The one-dimensional Heisenberg chain

The parameter file quantum1/parm3a sets up Monte Carlo simulations of the quantum mechanical Heisenberg model on a one-dimensional chain with 60 sites for a couple of temperatures (T=0.05, 0.1, ..., 2.0) using cluster updates.

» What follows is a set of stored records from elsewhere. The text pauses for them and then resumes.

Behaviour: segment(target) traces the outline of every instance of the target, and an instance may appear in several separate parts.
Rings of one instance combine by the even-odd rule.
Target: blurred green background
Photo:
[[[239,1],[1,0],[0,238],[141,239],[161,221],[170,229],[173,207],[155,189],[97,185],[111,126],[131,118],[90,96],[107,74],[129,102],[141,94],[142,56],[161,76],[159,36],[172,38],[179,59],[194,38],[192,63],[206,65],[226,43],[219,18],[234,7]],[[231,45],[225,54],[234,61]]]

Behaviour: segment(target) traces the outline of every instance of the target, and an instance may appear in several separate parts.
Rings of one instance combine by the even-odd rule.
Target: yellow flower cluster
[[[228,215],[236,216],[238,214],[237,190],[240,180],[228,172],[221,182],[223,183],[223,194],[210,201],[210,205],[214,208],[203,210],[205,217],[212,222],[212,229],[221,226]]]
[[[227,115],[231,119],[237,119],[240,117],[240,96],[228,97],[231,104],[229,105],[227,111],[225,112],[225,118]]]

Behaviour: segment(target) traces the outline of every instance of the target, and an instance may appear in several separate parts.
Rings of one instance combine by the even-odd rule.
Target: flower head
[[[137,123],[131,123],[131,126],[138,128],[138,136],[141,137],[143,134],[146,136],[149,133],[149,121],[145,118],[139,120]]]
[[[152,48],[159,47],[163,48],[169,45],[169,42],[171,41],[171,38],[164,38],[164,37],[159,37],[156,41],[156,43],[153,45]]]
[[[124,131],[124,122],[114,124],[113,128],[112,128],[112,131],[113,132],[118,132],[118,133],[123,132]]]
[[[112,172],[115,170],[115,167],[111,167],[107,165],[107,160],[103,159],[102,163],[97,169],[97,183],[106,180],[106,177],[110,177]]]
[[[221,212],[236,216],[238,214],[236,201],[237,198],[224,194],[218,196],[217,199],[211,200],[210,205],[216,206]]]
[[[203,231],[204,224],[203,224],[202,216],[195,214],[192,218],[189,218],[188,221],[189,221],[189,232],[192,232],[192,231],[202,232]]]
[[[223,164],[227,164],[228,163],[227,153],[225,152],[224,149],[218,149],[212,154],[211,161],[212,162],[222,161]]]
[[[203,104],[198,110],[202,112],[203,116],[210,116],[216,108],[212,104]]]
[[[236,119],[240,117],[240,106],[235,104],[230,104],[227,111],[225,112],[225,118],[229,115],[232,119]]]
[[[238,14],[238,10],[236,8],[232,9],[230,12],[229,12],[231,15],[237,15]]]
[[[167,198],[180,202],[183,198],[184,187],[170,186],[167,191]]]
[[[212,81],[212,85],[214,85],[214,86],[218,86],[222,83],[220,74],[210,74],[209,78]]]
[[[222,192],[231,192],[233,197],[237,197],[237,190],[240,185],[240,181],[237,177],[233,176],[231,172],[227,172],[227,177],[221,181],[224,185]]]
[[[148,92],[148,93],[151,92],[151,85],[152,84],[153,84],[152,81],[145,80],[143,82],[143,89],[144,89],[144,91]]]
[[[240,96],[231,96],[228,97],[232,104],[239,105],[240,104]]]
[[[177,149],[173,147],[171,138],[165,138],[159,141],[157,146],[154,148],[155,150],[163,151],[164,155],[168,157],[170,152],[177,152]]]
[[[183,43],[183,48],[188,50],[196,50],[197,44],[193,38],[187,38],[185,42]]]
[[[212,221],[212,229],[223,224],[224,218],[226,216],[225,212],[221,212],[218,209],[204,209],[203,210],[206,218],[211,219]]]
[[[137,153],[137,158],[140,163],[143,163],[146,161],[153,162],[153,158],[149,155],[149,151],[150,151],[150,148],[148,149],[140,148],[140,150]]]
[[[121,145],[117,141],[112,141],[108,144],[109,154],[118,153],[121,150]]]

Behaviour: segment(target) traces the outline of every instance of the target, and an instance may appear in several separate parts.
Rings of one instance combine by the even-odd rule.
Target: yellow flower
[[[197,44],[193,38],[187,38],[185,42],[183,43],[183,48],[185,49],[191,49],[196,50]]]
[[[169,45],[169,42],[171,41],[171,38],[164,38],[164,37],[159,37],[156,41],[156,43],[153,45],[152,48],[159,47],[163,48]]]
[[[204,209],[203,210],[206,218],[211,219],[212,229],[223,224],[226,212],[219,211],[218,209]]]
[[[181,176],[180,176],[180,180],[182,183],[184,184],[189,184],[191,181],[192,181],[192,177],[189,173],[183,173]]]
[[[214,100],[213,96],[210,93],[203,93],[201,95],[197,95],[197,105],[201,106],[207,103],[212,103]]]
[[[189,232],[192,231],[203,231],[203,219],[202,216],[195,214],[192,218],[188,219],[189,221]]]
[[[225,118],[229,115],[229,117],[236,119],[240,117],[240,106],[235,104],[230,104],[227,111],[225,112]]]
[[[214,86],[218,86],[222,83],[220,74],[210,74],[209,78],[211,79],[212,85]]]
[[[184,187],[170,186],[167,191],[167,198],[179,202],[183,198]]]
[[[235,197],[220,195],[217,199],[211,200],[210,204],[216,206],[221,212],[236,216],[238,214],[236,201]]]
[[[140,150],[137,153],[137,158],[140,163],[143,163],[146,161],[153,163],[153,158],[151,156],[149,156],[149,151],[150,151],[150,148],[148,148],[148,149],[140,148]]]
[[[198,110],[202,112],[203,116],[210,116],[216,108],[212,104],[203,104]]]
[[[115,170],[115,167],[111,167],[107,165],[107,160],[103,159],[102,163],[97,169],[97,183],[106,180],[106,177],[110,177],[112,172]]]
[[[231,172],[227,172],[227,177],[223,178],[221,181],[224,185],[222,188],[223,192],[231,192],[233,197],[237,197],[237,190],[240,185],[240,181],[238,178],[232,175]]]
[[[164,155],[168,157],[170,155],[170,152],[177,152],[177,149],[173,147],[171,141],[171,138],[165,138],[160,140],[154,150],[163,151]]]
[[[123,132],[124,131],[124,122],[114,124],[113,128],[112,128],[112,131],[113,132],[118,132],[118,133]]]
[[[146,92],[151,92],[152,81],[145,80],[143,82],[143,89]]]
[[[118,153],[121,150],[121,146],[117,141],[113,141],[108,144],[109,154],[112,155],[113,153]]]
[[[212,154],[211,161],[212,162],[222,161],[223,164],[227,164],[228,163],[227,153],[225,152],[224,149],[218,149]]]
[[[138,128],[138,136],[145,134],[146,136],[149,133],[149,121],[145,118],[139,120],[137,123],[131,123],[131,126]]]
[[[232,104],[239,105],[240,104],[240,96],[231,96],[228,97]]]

   LATTICE="chain lattice" 
   MODEL="spin"
   local_S=1/2
   L=60
   J=1
   THERMALIZATION=15000
   SWEEPS=150000
   REPRESENTATION="path integral"
   {T=0.05;}
   {T=0.1;}
   {T=0.2;}
   {T=0.3;}
   {T=0.4;}
   {T=0.5;}
   {T=0.6;}
   {T=0.7;}
   {T=0.75;}
   {T=0.8;}
   {T=0.9;}
   {T=1.0;}
   {T=1.25;}
   {T=1.5;}
   {T=1.75;}
   {T=2.0;}

In ALPS version 1.3.5 or later, parameter ALGORITHM is required instead of REPRESENTATION in the parameter file

   ALGORITHM="path integral" // for ALPS 1.3.5
   ALGORITHM="loop; path integral" // for ALPS 1.4 or later

Using the following standard sequence of commands you can run the simulation using the loop algorithm QMC code and extract the calculated susceptibility from the XML output files

 parameter2xml parm3a
 loop --Tmin 10 parm3a.in.xml
 extracttext plot.xml parm3a.task*.out.xml

where the plot is specified in the file plot.xml like

 <?xml version="1.0" encoding="UTF-8"?> 
 <?xml-stylesheet type="text/xsl" href="http://xml.comp-phys.org/2003/4/plot2html.xsl"?>
 
  <plot name="Susceptibility versus temperature for one-dimesnional Heisenberg models">
  
   <legend show="true"/>
   <xaxis label="Temperature"    type="PARAMETER" name="T"/>
   <yaxis label="Susceptibility" type="SCALAR_AVERAGE"/>
   
   <set label="One-dimensional chain"/> 
 
 </plot>

The one-dimensional Heisenberg ladder

The parameter file quantum1/parm3b sets up Monte Carlo simulations of the quantum mechanical Heisenberg model on a one-dimensional ladder with 60 sites for a couple of temperatures (T=0.1, 0.2, ..., 2.0) using cluster updates.

 LATTICE="ladder" 
 MODEL="spin"
 local_S=1/2
 L=60
 J=1
 J1=1
 THERMALIZATION=15000
 SWEEPS=150000
 REPRESENTATION="path integral"
 {T=0.1;}
 {T=0.2;}
 {T=0.3;}
 {T=0.4;}
 {T=0.5;}
 {T=0.6;}
 {T=0.7;}
 {T=0.8;}
 {T=1.0;}
 {T=1.25;}
 {T=1.5;}
 {T=1.75;}
 {T=2.0;}

In ALPS version 1.3.5 or later, parameter ALGORITHM is required instead of REPRESENTATION in the parameter file

   ALGORITHM="path integral" // for ALPS 1.3.5
   ALGORITHM="loop; path integral" // for ALPS 1.4 or later

Using the following standard sequence of commands you can run the simulation using the loop algorithm QMC code and extract the calculated susceptibility from the XML output files

 parameter2xml parm3b
 loop --Tmin 10 parm3b.in.xml
 extracttext plot.xml parm3b.task*.out.xml

Questions

  • Is there a difference between the classical and quantum calculation?
  • How does the susceptibility depend on the lattice?
  • Why does the susceptibility change?